Point 1 is easy enough to solve as we can inference the model via the python api. To do this create a new file called ollama_test_chat.py.

from ollama import chat
from ollama import ChatResponse

#model = 'gemma3:latest'
model = 'smollm2:135m'
response: ChatResponse = chat(model=model, messages=[
{
    'role': 'user',
    'content': 'What is the air-speed velocity of an unladen swallow?',
},
])

print(response.message.content)

This will interface with Ollama, ask it a very important question, then finally print the model’s response.

Now to address points two and three. In this case the order of operations is important.

On the login node¶

First we build the container as normal

ml-toolkit build Ollama_Test_Container

Next we start the Ollama server

ml-toolkit start Ollama_Test_Container

Now we need to run the Ollama pull command to download, but crucially not run our model. In this case we’ll use smollm2, a tiny model which is useful for testing.

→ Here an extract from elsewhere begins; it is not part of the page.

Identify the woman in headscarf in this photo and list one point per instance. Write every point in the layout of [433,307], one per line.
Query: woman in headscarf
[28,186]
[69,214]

ml-toolkit run Ollama_Test_Container ollama pull smollm2:135m

Finally we need to shut the server down

ml-toolkit stop Ollama_Test_Container

You will need to do this process for every model you wish to use. Thus we recommend automating it with a bash script by copying the following into a file called download_models.sh

#!/bin/bash
#  start the Ollama server.
ml-toolkit start Ollama_Test_Container
# download the model
ml-toolkit run Ollama_Test_Container ollama pull $1
# stop the sever
ml-toolkit stop Ollama_Test_Container

Then to convert the file into a runnable script run the following command

chmod +x download_models.sh

Anytime you want a new model you can then run the script as:

./download_models.sh model_name:tag

Where model_name is the model you want and tag is the specific version. For example to download the latest version of gemma3 you would use:

./download_models.sh gemma3:latest

On the compute node¶

With that out of the way we can now finally get to running on the compute nodes. To do this we will need to create a Slurm script. To do this create the file ollama_test.sh and enter the the following text.

#!/bin/bash
# Example SLURM script for testing Ollama on Bede
# with the ml-toolkit
##########################################
#SBATCH --account CHANGE_ME              # charge job to specified account
#SBATCH --cpus-per-task 1                # number of cpus required per task
#SBATCH --job-name ollama_test           # name of job
#SBATCH --ntasks 1                       # number of processes required
#SBATCH -o ollama_test.out               # File to redirect program output
#SBATCH -e ollama_test.err               # File to redirect any errors
#SBATCH --time 10                        # time limit (in mins)
#SBATCH --partition ghtest               # Choose either gh or ghtest
#SBATCH --gres gpu:1                     # Number of GPUs required for the job
##########################################
# source the python virtual environment
source ml-toolkit/bin/activate
#  start the Ollama server.
ml-toolkit start Ollama_Test_Container
# inference the model via python script
ml-toolkit run Ollama_Test_Container python ollama_test_chat.py
# stop the sever
ml-toolkit stop Ollama_Test_Container

This is an example script that allocates 1 cpu and 1 gpu for 10 minutes. It then starts the Ollama server, runs the python script to inference the model then finally, stops the server.

Note: It will need updating with your account name.

Then you can, finally, submit your job to the compute nodes with

sbatch ollama_test.sh

Once the has job has made it through the queue and been completed by the compute node, all being well, you should see a new file ollama_test.out. This contains the response to your query from Ollama.